In HUD parlance, transitional housing generally refers to units that are grouped together within the same building in which clients can stay for up to 24 months. These programs include rent subsidies, and often have services like chemical dependency or job-training built in.
Rapid rehousing is market-based, meaning that clients receive subsidies for rent in the private housing market. The assistance covers a shorter time period, often between three and nine months, and doesn’t come with extra programmatic bells and whistles.
That aligns with the light-touch approach advocated by Barbara Poppe and Associates and Focus Strategies, consultants hired by the city and county, respectively, that suggested cutting the bottom 50 percent of transitional housing programs.
The vision outlined by the consultants involves keeping costs down by meeting the needs of homeless people and not offering anything more. In those terms, rapid rehousing looks like a better deal, especially if it has similar or better success rates in getting people and families into permanent housing.
Rapid rehousing has a lot going for it. A 2015 HUD report showed that the program has similar outcomes to transitional housing for less, and a presentation in King County in 2012 estimated that the program could house five times as many people as transitional housing.
It also follows the “housing first” mantra, prioritizing housing over other requirements such as sobriety or employment.
It’s hard to find a social services provider against “housing first,” which ranks up there with “person-centered” as the must-have phrases in any document relating to housing the homeless. Lee certainly isn’t against the concept. She just worries that putting the focus on rapid rehousing will have negative consequences down the line not because people are getting put into homes, but because the duration of the support is so short and the rents in Seattle are so high.
“The issue is, are they setting people up to fail?” Lee said.
The three-to-nine-month duration of housing subsidy doesn’t always give recipients the time they need to set themselves up for self-sufficiency. After the subsidy ends, they’re still in private housing in one of the hottest markets in the country.
“It really doesn’t give us the capacity to bring in more people, to get folks ready for permanent housing,” said Jeanice Hardy, regional director of Seattle South King County Housing with the YMCA. “I think some people do need transitional housing before permanent housing.”
Hardy and her organization got notice that they would lose approximately $30,000 as one of the members of “tier 2.”
It doesn’t make sense to put someone with little education, a spotty work history and a large family into rapid rehousing, Hardy said.
“Rapid rehousing is for a different client.

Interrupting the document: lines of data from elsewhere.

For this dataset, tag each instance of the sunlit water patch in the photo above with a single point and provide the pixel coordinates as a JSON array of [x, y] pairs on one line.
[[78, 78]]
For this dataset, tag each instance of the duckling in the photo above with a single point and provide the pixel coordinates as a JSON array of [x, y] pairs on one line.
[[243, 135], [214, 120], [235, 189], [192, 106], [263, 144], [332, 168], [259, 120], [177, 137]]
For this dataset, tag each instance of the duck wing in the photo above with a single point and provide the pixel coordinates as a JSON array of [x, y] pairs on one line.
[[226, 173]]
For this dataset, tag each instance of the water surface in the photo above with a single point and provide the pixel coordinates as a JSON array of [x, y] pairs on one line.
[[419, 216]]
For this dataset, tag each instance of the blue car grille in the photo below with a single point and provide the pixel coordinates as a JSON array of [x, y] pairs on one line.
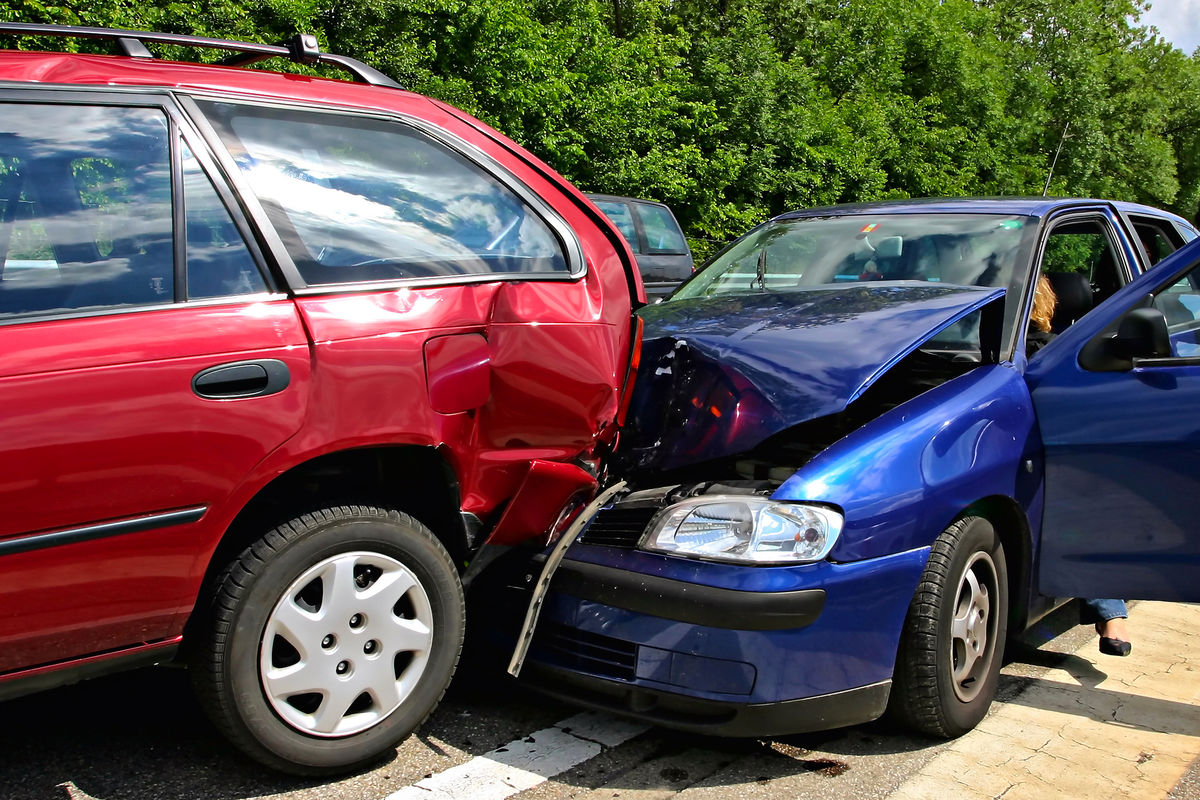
[[618, 527], [591, 653]]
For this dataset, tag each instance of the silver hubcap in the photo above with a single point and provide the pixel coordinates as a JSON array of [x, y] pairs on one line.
[[346, 644], [972, 630]]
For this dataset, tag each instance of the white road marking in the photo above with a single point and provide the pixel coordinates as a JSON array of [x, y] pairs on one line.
[[525, 763]]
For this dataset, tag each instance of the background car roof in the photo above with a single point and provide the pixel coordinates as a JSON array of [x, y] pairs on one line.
[[1032, 206]]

Not all clients fit in the same shoe,” she said.
Lee’s already seen the results.
A family came to Othello Village, the tiny-house community that opened in March, looking for a place to stay. They’d been in rapid rehousing previously, but when the subsidy ran out, so did their ability to stay in their home.
Experience and data suggest that while rapid rehousing works well in other rental markets, it may not have the same success in Seattle. According to the consultant reports, local rapid rehousing programs have a 52 percent success rate compared to a 73 percent success rate for transitional housing.
Megan Kurteff Schatz with Focus Strategies suggested to council members that the discrepancy lay with the relative age of the programs – rapid rehousing in Seattle is still getting established.
Putting so many resources into a program based on its success elsewhere seemed like a losing strategy to Hardy.
“It’s very sad that we have to do pilots on the backs of poor people,” she said.